AMD and Intel GPUs do not have tensor units. NVIDIA offers tensor units in their 32-bit RTX GPUs providing an inexpensive means of accelerating machine learning algorithms. The 32-bit NVIDIA RTX 3090 for example offers 328 Tensor cores along with 10496 CUDA cores with a maximum of 24 GB of memory. The 64-bit NVIDIA A100 offers 432 Tensor cores along with 6912 CUDA cores for high-end computing and 40 GB or 80 GB of memory. These A100s can also be combined with the NVLink connection so that an 8xA100 GPU cluster can look to the user like a single GPU with 640 GB of memory.

Profiling GPU code

It is more difficult to profile GPU programs since half of the code is running on the CPU and half on the GPU. From outside the program, if a user can ssh into the compute node then running nvidia-smi provides a snapshot of the GPU utilization and GPU memory usage. In the job script the nvprof function can be used in place of the time function to give profile information for various functions of the job.

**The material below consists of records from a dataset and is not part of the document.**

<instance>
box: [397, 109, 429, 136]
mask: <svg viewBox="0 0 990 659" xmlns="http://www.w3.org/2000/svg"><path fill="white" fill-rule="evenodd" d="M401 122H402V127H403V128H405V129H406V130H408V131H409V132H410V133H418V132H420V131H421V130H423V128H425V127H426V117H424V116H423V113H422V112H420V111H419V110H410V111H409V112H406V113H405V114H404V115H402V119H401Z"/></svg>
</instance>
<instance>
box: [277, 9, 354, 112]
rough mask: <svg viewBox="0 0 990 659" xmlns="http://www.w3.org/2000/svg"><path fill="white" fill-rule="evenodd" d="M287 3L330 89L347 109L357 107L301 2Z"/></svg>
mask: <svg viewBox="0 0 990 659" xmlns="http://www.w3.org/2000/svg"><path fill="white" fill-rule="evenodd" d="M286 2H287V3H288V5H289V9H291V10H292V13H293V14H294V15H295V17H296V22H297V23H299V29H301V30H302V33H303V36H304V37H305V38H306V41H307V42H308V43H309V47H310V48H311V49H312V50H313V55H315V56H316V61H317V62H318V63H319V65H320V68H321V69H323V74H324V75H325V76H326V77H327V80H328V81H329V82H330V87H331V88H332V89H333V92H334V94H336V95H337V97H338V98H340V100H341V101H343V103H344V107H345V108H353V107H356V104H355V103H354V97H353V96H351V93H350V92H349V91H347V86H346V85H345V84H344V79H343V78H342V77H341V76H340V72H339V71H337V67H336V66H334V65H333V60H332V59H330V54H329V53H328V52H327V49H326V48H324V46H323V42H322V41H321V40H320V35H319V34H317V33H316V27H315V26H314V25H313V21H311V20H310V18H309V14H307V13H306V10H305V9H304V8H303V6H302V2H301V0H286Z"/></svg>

Compiling and running GPU jobs

Depending on your system you may need to load a module to gain access to the nvcc compiler for CUDA code. nvcc –help can provide you with all the optional parameters, but a basic compile is like nvcc code.cu -o cuda_exec_name. You can then run the executable like any other except that there must be a GPU present. If you are on an HPC system with the Slurm scheduler, you can request a single GPU by adding the –gres=gpu:1 parameter. You can also request a specific type of GPU, but this depends on how each system is set up so you will need to refer to the user documentations. On our HPC cluster at Kansas State University the request for one NVIDIA RTX 3090 would be –gres=gpu:geforce_rtx_3090:1.

Challenge

Run a simple GPU job if you have access to an HPC system with GPUs

Compile and run the hello_from_gpu.cu CUDA program. You may need to load a module to gain access to the nvcc compiler. There is an sb.hello_from_gpu Slurm batch script to submit the job.

Show me the solution

The goal is just to start getting you comfortable with compiling and submitting GPU jobs. Use nvcc hello_gpu.cu -o hello_from_gpu to compile. If you have Slurm on your HPC system you can submit the job with sbatch sb.hello_gpu but you may need to add a partition.

Summary

GPUs are more difficult to program, so for most scientists you will only want to know how to run codes when GPUs are involved and not how to program them yourself. If you are fortunate enough to have an algorithm that someone has accelerated with a GPU, GPUs can often provide an order of magnitude increase in speed over just using CPUs and greatly reduce the cost of doing a calculation.

Key Points

Start to become comfortable with using GPUs on an HPC system.